Identical variants patterns are inconsistently flagged and filtered out

Hi pyseer team!

I've come across an issue, in which variants with identical patterns will all be flagged as `lrt-filtering-failed` _except_ for the very last variant in the input file.
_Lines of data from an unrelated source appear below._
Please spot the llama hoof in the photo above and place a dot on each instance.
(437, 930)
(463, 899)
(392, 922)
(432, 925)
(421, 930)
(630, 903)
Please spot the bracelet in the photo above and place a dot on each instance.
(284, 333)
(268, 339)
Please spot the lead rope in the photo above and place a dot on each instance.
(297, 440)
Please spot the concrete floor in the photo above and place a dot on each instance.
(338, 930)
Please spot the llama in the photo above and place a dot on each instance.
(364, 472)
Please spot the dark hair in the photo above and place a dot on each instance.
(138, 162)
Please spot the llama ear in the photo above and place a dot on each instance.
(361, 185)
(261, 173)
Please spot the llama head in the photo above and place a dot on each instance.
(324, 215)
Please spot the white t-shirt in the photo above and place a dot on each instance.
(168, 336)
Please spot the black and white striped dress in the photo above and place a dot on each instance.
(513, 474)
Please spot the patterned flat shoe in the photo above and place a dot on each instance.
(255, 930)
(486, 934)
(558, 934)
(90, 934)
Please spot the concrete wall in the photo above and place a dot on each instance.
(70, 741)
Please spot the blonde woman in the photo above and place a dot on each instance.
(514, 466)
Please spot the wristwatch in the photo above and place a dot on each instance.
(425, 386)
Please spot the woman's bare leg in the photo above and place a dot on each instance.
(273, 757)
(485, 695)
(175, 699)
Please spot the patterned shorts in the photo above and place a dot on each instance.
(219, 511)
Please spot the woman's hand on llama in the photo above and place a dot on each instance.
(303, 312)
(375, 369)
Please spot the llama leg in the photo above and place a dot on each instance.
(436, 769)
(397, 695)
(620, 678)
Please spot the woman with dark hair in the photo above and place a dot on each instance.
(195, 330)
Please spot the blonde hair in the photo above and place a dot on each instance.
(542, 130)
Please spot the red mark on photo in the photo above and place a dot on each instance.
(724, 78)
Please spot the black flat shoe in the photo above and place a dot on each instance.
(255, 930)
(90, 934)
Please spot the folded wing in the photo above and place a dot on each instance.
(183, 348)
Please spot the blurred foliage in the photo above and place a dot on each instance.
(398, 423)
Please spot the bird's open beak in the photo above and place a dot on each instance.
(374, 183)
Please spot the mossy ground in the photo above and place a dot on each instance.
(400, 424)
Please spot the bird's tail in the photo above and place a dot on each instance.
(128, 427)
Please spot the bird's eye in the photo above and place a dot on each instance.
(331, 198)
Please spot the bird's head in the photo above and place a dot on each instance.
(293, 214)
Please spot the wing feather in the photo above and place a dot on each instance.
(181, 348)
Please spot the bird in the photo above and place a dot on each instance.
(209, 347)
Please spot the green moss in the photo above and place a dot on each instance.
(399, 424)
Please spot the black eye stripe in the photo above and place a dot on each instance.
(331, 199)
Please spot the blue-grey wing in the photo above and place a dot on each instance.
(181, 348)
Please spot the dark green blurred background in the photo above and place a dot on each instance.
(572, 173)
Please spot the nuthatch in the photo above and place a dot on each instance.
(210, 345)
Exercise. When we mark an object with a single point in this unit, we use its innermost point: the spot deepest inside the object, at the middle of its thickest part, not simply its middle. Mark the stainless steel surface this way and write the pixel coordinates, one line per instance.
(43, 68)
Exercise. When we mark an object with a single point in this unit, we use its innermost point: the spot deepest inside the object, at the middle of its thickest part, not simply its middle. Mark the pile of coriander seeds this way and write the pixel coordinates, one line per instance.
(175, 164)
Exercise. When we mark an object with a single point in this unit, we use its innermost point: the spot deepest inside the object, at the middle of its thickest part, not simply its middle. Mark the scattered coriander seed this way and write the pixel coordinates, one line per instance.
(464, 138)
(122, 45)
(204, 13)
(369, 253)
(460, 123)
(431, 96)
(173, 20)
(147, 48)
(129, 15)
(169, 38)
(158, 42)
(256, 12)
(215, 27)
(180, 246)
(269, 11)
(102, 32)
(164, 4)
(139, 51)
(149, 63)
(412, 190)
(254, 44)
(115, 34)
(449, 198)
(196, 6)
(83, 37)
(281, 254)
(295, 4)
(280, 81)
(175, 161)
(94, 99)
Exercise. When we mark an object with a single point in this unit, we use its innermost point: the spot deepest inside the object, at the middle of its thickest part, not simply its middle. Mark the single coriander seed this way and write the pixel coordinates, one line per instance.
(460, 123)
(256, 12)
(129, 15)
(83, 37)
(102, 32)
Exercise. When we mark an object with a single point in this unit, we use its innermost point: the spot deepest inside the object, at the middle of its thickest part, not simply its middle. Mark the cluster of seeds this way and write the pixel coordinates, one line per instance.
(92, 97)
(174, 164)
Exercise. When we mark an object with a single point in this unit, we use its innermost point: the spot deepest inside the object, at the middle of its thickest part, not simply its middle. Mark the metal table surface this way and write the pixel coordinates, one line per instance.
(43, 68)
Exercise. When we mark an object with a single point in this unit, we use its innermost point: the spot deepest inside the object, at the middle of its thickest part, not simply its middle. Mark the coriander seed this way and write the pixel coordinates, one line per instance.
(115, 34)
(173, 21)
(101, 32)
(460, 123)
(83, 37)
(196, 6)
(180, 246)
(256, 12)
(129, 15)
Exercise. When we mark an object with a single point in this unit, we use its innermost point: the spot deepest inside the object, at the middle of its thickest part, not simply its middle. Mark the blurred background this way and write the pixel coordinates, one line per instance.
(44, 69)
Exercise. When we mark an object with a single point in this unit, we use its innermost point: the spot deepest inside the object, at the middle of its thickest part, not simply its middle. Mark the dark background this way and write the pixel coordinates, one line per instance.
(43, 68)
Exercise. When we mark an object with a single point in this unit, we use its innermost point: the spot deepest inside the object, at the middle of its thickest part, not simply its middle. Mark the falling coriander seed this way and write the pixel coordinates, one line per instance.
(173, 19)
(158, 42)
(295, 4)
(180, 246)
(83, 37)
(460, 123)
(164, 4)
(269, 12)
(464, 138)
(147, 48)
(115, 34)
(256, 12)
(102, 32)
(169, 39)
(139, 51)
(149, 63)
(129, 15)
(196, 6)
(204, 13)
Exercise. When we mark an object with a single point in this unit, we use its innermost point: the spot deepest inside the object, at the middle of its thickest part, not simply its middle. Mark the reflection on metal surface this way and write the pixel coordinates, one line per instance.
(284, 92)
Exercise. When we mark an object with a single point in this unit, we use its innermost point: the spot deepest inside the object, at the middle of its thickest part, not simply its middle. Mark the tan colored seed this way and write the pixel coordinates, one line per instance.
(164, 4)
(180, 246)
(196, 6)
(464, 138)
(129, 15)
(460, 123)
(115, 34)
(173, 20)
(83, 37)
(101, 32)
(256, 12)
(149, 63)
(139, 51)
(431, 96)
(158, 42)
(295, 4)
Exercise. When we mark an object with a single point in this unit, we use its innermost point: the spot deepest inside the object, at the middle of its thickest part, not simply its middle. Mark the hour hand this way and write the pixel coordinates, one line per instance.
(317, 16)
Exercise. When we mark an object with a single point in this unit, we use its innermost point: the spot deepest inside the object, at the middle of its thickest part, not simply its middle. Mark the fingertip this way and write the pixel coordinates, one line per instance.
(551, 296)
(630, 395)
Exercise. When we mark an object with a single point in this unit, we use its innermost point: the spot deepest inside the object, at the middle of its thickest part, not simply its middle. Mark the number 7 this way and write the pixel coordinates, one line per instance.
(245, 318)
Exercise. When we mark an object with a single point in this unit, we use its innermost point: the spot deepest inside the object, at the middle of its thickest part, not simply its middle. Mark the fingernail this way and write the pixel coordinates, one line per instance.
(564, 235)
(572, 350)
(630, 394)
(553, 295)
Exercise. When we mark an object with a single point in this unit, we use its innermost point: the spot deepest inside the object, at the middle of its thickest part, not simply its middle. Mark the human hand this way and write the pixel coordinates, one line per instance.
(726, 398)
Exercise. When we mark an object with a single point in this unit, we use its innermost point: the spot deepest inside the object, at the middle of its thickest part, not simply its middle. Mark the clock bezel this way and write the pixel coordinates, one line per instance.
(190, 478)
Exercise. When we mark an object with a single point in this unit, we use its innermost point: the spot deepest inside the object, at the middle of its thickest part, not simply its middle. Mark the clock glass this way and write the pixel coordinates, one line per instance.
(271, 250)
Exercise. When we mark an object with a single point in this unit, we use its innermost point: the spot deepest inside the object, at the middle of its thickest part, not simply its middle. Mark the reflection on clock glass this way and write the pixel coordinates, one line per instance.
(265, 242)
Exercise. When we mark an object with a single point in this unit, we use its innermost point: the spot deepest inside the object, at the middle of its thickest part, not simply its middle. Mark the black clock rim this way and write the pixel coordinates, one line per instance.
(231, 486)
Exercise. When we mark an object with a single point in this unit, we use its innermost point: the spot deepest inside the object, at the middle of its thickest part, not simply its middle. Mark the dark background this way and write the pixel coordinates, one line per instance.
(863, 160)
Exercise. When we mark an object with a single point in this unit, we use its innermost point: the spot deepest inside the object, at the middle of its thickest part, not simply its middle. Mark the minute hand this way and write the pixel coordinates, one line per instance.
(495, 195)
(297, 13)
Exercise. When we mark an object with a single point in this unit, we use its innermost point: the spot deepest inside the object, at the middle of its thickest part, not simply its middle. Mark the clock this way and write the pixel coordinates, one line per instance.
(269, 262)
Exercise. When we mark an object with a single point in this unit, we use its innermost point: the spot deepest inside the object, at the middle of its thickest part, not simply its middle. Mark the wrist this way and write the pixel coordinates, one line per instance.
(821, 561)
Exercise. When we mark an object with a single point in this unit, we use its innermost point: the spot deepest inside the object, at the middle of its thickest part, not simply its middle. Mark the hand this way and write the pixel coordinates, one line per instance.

I've encountered this in `pyseer` `v1.3.11` and `v1.3.12` so far (installed with `conda`).

## Test Data

Here is the test data for the minimal working example: [data.zip](https://github.com/user-attachments/files/19238609/data.zip)

<details>
<summary>Expand to see phenotypes.</summary>

| sample | resistant |
|:------- |:--------- |
| sample1 | 0 |
| sample2 | 0 |
| sample3 | 1 |
| sample4 | 1 |

</details>

<details>
 <summary>Expand to see variants.</summary>
 
|Variant |sample1|sample2|sample3|sample4|
|:-------|:------|:------|:------|:------|
|variant1|1 |1 |0 |0 |
|variant2|0 |0 |1 |1 |
|variant3|0 |0 |1 |1 |
|variant4|1 |1 |0 |0 |
|variant5|0 |0 |1 |1 |

</details>

<details>
 <summary>Expand to see kinship.</summary>

| |sample1 |sample2 |sample3 |sample4 |
|:------|:-----------|:-----------|:-----------|:-----------|
|sample1|0.0038336778|0.0 |0.0 |0.0020687925|
|sample2|0.0 |0.0038336778|0.0016861048|0.0 |
|sample3|0.0 |0.0016861048|0.0023424293|0.0 |
|sample4|0.0020687925|0.0 |0.0 |0.0032878782|

</details>

## Reproducing the Issue

Here is my command that triggers it:

```bash
pyseer \
 --lmm \
 --cpu 1 \
 --similarity kinship.tsv \
 --pres variants.Rtab \
 --phenotypes phenotypes.tsv \
 --phenotype-column resistant \
 --print-filtered > locus_effects.tsv

Read 4 phenotypes
Detected binary phenotype
Setting up LMM
Similarity matrix has dimension (4, 4)
Analysing 4 samples found in both phenotype and similarity matrix
h^2 = 0.00
5 loaded variants
0 pre-filtered variants
5 tested variants
5 printed variants
```

In the output file, all variants are flagged as `lrt-filtering-failed` except for the very last variant (`variant5`).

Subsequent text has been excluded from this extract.